Bulletin of the Geological Society of Finland (Dec 2019)

Zn-Pb-Cu sulfide-bearing glacial sandstone erratics near Raahe on the western coast of Finland: Indicators of Paleozoic base metal mineralization at the bottom of the Bothnian Bay

  • Eero Hanski,
  • Hannu Huhma,
  • Yann Lahaye,
  • Juha Pekka Lunkka,
  • Erik Nilsson,
  • Timo Mäki,
  • Hugh O´Brien,
  • Kari Strand

DOI
https://doi.org/10.17741/bgsf/91.2.001
Journal volume & issue
Vol. 91, no. 2
pp. 143 – 178

Abstract

Read online

Over the past tens of years, glacial sandstone erratics variably enriched in Zn, Pb and Cu have been collected from the coast south of Raahe, but their source has remained ambiguous. In these non-metamorphosed and non-deformed boulders, detrital grains of quartz and minor feldspar are cemented by calcium carbonate, which is partly or wholly replaced by ore minerals, including sphalerite, galena, pyrite, marcasite, and chalcopyrite. Analyzed mineralized boulders have yielded total base metals contents between 1 and 19 wt.%. The FeS content in sphalerite is low and variable, ranging commonly between 0.5 and 15 mol.%, which is in harmony with its coexistence with pyrite. Galena shows very radiogenic Pb isotope compositions, with 206Pb/204Pb and 207Pb/204Pb falling in the ranges of 20.55−21.06 and 15.90−15.94, respectively. These compositions are similar to those measured for the Laisvall MVT Pb-Zn deposit in the Swedish Caledonides, being consistent with a similar Ordovician age of ore formation. However, S isotope analyses yielded heterogeneous compositions, with pyrite showing mostly negative δ34S values from −15.6 to −7.6‰, indicating partly a strong bacteriogenic signature, which are distinctly different from the generally heavy sulfur isotope compositions (avg. δ34S +24‰) reported from the Laisvall-type deposits, pointing to a different source of sulfur.
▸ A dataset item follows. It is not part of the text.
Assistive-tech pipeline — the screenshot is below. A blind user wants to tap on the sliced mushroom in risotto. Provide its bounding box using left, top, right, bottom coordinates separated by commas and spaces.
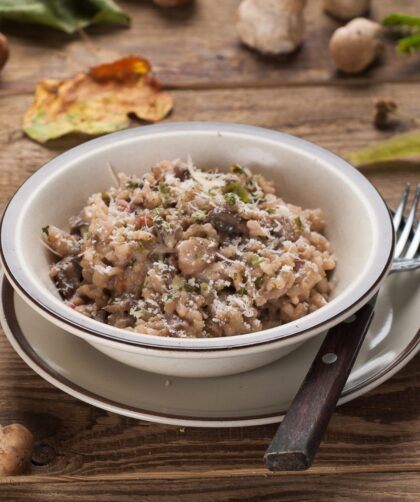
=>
42, 160, 335, 337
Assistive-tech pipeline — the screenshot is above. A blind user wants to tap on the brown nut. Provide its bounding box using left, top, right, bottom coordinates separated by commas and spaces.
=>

These results together with some mineralogical differences (relatively abundant chalcopyrite, scarcity of fluorite and barite) suggest that the boulders were not derived from the eastern front of the Caledonian orogen but their provenance occurs much closer, potentially in a so-far-undiscovered occurrence of stratabound base metal mineralization in Cambrian sediments under the Bothnia Bay. The direction of transportation of the sandstone boulders can be estimated using associated carbonate and mafic metavolcanite boulders whose carbon isotope and major and trace element compositions, respectively, indicate their derivations from the Kalix area, northern Sweden.